No resulta fácil acercarse al pasado. Una tierra -se ha escrito- extraña y ajena. Pero cuando el pasado no es tan lejano, cuando lo llevamos en la memoria, con todas las malformaciones del caso, el asunto se vuelve más resbaladizo. Pues bien, los hermanos Coen decidieron recrear al Hollywood de la post guerra, la llamada época dorada de una industria que no cesa de expandirse por todo el orbe. Y lo hicieron con una fórmula magistral: combinando fascinación e ironía, nostalgia y visión crítica. Si sólo fuera una aproximación melancólica y encantada hubiera rayado en la bobería y si sólo fuera cáustica y crítica no sólo hubiese exhibido incomprensión y desconocimiento, sino algo peor, una superioridad moral vacua. (Al final, todos somos mejores que Aristóteles porque nunca condenó el esclavismo).

¡Salve, César! (2016) tiene como marco la vida en los grandes estudios que inventaron o dejaron su sello en los géneros cinematográficos. Esa tipología que ordenó y jerarquizó la producción de cine, esos casilleros que hacían identificable para el gran público a lo que estaría expuesto: películas de «romanos», musicales, westerns, comedias mundanas o en el extremo de lo singular: las albercas, coreografías, fuentes oscilantes y el aura de Esther Williams. Los Coen no esconden su encanto por la época, la capacidad de seducción de esos productos en línea, maquilados en serie y cargados de lugares comunes inverosímiles, pero capaces de ilusionar -si se quiere de forma primitiva- a audiencias ávidas de puertas para el escape de la rutina. «Aparatos ideológicos de Estado», escribiría Althusser; quizá, responderían los Coen, pero qué gozosos. «La gran industria del espectáculo» -clamarían sus apologistas-, pero qué cantidad de baratijas fueron capaces de vender.

En el centro de la línea argumental, el secuestro de una estrella de Hollywood por un grupo de escritores comunistas, cuyo perro, por supuesto, se llama Engels. El retrato del grupo contiene los tópicos más vulgares y expresivos del macartismo, las nociones que circularon en la larga etapa de la Guerra Fría, los clichés que hicieron de la izquierda una caricatura contradictoria: risible y aterradora. Así, uno de los líderes afirma que trabajan en el cine para inyectar en algunos diálogos nociones de marxismo; realizan el secuestro para enviar el dinero a Moscú y, sobre todo, están convencidos de que el futuro les pertenece porque su ideario ha logrado desentrañar las leyes de la historia, que no tiene otra desembocadura posible que la del socialismo. El secuestrado, una vez libre, hará suya la retórica que lo explica todo sin explicar nada, y cuando se la recite al jefe del estudio, recibirá unas cuantas bofetadas que lo harán volver a la cordura.
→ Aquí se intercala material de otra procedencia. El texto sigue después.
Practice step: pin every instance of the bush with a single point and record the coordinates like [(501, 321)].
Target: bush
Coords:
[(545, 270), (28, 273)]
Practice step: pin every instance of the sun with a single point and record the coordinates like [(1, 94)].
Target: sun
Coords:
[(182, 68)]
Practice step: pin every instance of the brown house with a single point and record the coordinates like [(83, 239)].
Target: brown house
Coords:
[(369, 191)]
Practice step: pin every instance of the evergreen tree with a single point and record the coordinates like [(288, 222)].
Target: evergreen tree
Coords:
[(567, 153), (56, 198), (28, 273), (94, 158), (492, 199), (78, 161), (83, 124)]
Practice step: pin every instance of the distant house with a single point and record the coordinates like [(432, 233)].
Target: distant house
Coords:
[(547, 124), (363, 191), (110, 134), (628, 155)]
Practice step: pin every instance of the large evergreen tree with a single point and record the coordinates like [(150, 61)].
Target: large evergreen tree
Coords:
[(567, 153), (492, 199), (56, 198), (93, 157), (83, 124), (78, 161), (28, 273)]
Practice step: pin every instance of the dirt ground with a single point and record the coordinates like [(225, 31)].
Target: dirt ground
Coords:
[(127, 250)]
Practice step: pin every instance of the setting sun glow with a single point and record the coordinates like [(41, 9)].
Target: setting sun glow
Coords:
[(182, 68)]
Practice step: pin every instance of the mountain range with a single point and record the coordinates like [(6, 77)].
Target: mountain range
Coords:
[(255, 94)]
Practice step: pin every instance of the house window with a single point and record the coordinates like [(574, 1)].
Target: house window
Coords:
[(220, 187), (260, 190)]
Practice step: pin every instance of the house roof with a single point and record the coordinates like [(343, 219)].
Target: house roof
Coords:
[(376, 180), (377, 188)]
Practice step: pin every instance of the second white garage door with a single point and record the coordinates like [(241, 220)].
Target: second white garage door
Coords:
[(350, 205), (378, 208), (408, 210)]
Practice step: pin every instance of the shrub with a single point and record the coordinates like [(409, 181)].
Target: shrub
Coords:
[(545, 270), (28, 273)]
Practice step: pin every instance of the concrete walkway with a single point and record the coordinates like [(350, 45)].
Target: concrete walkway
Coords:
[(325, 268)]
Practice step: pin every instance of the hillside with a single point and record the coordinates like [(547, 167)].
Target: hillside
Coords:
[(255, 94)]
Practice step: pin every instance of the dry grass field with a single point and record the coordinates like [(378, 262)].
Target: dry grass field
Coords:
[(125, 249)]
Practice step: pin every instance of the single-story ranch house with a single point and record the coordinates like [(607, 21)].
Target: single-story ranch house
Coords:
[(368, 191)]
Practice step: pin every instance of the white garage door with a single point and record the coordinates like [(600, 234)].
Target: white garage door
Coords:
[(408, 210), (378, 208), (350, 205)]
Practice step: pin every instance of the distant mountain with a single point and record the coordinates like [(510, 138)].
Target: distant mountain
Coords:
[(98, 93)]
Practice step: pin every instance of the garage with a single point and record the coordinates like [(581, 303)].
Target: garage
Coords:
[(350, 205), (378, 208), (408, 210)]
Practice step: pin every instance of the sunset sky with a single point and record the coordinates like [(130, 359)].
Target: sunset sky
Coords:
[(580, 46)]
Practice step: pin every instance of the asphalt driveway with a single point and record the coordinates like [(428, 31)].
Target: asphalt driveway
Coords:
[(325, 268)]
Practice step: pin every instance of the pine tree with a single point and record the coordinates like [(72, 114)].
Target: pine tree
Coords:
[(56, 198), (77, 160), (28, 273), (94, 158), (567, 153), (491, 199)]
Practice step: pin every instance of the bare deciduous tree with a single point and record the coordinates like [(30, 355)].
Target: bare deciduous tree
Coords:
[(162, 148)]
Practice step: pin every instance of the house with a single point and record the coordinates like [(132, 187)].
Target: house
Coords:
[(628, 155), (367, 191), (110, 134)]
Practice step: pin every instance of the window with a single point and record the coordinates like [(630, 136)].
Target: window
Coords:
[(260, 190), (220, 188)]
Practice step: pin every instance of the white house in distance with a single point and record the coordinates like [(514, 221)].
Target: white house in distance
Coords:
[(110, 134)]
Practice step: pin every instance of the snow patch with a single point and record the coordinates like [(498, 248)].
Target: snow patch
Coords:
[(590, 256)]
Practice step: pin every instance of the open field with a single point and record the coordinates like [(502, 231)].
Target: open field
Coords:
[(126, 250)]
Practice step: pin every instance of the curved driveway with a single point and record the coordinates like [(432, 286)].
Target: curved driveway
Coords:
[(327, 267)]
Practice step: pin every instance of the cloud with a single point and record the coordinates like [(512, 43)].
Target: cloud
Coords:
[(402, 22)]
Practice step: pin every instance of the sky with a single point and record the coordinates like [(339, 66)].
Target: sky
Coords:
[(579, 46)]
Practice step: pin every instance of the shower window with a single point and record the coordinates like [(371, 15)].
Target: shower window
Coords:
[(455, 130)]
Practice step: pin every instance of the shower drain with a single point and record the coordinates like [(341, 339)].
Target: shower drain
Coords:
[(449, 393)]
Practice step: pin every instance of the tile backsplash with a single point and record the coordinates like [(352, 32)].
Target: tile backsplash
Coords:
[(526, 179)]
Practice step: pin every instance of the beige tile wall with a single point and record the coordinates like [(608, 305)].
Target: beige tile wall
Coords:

Se trata de observar como una farsa lo que fue serio (un drama), de dinamitar con el sarcasmo una etapa que generó cruzados ciegos y sordos; de, a través de un espejo distorsionado, repensar los años tensos de la polarización ideológica y política.

Pero la película bosqueja además el despuntar del periodismo de espectáculos, ese subgénero que hizo de la vida privada de las estrellas (y las no tanto) un show, que fundió intimidad y vida pública hasta hacerlas indistinguibles, que utilizó el chisme y la maledicencia para destruir, y la mentira y el fingimiento para crear modelos oficiales inexistentes. (La actriz embarazada no sabe quién es el padre de su hijo, lo mejor será parir apartada de las candilejas, entregar al niño a una persona de confianza de los estudios y con posterioridad adoptar a su propio hijo. Salida truculenta, risible pero eficaz, para la doble o triple moral). Porque la fusión/confusión entre vida privada y pública, puso en pie otro resorte en Hollywood: la «necesidad» de vigilar, controlar y ennoblecer (o demoler) la privacidad de sus actores, que se convirtieron en eso: sus actores. Una propiedad más de las grandes compañías, al igual que las mascotas, las grúas o las cámaras.

La película está teñida por el arte de la ambigüedad, un terreno movedizo cuyo cemento es el humor; asume que cada asunto tiene muchas caras, lo que permite alejarse, por igual, de la pontificación laudatoria u ofensiva. Más bien, con una sonrisa devela que todo tiempo pasado fue mejor… y peor, digno de añoranza y repudio, de crédito por las espectaculares innovaciones y descrédito por la serie de tonterías que se divulgaron por doquier. Y porque el pasado -que se parece al presente- es un mosaico multidimensional, teatral y espinoso.